# How do you find the polar equation to the tangent, at theta = pi/12, on r = sin 3theta?

Jan 24, 2017

So, $r = \frac{1}{4 \cos \theta - 2 \sin \theta}$. In cartesian form, this is $4 x - 2 y - 1 = 0$

#### Explanation:

The given equation represents a three-petal rose.
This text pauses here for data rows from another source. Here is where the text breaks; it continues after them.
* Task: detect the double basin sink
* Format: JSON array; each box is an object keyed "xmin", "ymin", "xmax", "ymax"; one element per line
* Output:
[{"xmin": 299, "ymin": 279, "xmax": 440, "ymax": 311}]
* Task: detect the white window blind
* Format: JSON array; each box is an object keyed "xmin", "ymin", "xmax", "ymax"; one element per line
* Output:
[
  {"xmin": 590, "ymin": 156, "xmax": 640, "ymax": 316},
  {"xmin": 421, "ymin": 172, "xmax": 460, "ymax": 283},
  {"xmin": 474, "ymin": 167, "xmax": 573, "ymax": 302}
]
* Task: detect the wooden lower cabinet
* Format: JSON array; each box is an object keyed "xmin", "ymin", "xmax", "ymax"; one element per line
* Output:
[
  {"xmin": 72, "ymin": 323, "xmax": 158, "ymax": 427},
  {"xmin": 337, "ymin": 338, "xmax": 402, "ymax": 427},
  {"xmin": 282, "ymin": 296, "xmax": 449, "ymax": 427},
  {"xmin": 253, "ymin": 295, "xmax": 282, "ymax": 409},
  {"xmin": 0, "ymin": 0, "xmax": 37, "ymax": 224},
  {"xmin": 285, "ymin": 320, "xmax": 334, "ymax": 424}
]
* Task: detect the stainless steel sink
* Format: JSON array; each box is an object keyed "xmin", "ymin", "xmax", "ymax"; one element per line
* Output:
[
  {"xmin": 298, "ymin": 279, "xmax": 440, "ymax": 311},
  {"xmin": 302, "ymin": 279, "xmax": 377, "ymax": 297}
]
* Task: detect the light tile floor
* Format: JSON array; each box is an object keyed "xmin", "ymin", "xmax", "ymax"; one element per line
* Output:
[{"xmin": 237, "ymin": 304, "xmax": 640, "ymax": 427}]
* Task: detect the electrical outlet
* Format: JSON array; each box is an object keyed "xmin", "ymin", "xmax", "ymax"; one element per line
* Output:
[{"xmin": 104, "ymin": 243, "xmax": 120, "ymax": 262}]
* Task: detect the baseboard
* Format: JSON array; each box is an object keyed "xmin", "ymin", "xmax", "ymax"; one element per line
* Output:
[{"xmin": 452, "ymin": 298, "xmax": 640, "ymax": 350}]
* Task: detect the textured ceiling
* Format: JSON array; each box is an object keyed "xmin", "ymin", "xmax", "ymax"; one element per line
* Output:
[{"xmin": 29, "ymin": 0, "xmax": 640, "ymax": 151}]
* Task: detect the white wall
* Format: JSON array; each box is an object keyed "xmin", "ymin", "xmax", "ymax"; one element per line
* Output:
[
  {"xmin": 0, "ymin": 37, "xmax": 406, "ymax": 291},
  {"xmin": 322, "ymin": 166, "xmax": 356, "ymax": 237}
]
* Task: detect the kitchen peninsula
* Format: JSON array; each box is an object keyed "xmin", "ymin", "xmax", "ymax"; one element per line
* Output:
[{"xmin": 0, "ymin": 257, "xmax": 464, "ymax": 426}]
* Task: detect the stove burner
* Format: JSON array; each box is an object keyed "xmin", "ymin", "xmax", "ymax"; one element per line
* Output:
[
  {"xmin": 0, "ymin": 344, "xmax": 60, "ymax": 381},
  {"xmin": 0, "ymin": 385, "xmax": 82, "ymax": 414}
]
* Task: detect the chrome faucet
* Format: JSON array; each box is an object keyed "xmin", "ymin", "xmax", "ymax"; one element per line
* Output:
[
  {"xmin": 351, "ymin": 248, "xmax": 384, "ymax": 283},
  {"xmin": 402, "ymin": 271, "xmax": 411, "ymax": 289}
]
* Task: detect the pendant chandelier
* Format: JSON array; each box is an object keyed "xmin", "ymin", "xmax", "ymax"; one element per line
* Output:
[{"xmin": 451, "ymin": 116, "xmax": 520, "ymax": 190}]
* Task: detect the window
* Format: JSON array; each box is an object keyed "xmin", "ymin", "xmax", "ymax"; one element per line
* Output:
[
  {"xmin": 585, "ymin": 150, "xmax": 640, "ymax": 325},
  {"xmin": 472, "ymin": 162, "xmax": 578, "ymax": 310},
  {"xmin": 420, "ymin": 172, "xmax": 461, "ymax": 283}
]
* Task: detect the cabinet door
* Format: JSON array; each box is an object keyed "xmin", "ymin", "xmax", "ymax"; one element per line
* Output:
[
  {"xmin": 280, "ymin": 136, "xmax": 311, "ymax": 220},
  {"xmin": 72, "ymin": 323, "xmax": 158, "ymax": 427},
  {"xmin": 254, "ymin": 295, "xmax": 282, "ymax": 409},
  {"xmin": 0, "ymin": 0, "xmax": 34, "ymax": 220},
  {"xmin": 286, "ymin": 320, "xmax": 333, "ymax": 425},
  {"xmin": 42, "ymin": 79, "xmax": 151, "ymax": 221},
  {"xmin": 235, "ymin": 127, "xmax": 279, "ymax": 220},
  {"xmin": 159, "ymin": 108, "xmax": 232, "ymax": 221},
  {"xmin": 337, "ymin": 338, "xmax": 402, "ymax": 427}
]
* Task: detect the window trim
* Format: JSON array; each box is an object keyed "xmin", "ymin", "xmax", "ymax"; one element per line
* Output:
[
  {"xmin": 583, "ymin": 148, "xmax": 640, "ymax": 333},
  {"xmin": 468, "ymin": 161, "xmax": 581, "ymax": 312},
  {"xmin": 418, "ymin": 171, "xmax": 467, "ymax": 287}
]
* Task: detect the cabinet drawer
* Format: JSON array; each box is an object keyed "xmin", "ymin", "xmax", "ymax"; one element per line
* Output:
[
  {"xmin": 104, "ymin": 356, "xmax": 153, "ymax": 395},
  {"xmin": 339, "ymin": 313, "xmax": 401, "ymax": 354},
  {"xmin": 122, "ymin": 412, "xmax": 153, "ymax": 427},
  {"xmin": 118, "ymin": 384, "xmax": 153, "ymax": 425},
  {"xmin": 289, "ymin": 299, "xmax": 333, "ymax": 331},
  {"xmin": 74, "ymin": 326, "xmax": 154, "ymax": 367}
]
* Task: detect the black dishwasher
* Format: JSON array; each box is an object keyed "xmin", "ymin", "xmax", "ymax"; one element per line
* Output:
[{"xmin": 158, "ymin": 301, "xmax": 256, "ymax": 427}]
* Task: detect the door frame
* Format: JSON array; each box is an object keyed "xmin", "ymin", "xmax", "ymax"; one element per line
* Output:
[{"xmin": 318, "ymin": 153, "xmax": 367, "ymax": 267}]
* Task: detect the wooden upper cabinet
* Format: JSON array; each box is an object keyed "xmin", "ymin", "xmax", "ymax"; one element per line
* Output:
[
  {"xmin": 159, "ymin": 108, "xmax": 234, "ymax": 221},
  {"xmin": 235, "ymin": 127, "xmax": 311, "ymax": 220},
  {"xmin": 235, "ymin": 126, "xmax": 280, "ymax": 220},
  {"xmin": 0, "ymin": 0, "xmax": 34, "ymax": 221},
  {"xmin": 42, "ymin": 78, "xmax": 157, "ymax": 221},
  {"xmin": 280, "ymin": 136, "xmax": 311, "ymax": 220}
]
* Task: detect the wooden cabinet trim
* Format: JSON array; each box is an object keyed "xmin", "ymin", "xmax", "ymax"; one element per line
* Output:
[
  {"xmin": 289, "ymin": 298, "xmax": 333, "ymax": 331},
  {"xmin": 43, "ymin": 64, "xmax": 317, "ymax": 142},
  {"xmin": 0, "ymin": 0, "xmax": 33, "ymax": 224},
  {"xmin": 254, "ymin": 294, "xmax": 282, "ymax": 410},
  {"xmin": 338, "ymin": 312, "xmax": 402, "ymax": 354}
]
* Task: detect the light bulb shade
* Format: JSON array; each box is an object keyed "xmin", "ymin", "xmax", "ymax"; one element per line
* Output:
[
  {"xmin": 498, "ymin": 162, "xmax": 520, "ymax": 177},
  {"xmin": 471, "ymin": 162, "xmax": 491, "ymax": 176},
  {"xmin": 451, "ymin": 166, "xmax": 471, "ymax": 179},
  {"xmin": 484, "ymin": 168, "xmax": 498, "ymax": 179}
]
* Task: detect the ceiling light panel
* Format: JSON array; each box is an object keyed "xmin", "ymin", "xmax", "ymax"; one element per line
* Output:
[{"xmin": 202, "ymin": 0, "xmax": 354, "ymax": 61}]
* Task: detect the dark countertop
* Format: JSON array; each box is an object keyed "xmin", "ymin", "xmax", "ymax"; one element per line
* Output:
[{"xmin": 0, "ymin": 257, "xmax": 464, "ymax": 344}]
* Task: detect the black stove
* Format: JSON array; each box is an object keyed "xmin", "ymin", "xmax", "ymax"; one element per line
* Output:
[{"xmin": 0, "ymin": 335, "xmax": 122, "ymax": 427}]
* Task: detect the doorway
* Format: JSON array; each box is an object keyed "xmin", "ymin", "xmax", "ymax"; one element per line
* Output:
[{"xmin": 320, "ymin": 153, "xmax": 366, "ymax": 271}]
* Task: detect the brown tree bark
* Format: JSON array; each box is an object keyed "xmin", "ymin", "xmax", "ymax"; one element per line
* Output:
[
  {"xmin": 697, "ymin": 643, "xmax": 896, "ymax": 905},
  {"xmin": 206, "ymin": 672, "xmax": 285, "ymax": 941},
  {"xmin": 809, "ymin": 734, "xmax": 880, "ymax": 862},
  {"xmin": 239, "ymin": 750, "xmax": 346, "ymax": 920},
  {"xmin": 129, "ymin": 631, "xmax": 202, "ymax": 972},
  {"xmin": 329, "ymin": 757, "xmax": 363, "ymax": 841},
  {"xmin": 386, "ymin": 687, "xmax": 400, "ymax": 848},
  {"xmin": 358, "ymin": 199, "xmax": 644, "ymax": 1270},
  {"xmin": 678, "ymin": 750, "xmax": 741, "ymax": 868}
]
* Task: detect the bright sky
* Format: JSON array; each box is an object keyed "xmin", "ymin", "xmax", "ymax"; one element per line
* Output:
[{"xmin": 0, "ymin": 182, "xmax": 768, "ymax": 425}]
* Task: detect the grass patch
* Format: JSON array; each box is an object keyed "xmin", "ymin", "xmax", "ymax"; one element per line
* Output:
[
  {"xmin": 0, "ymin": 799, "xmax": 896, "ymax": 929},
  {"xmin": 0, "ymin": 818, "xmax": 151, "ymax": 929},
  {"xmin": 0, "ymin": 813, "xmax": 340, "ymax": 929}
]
The equation to the tangent

at $P \left(f \left(\alpha\right) , \alpha\right)$, on $r = f \left(\theta\right)$ is

$r \left(\sin \theta - \tan \psi \cos \theta\right) = f \left(\alpha\right) \left(\sin \alpha - \tan \psi \cos \alpha\right)$,

where

$\tan \psi = m =$

$\left(\frac{\mathrm{dr}}{d \theta} \sin \alpha + r \cos \alpha\right)$$/ \left(\frac{\mathrm{dr}}{d \theta} \cos \theta - r \sin \theta\right)$ , at P.

Briefly,

$r \sin \left(\theta - \psi\right) = f \left(\alpha\right) \sin \left(\alpha - \psi\right)$

Here, $r = \sin 3 \theta \mathmr{and} \frac{\mathrm{dr}}{d \theta} = 3 \cos 3 \theta$.

P is$\left(\frac{1}{\sqrt{2}} , \frac{\pi}{12}\right)$,

m at P = $\frac{\frac{3}{2} + \frac{1}{2}}{\frac{3}{2} - \frac{1}{2}} = 2$.

Now, the equation to the tangent at P is

$r \left(\sin \theta - 2 \cos \theta\right) = \frac{1}{\sqrt{2}} \left(\frac{1}{\sqrt{2}} - \frac{2}{\sqrt{2}}\right) = - \frac{1}{2}$

So, $r = 1 / \left(4 \cos \theta - 2 \sin \theta\right)$

In cartesian form, this is 4x-2y-1=0#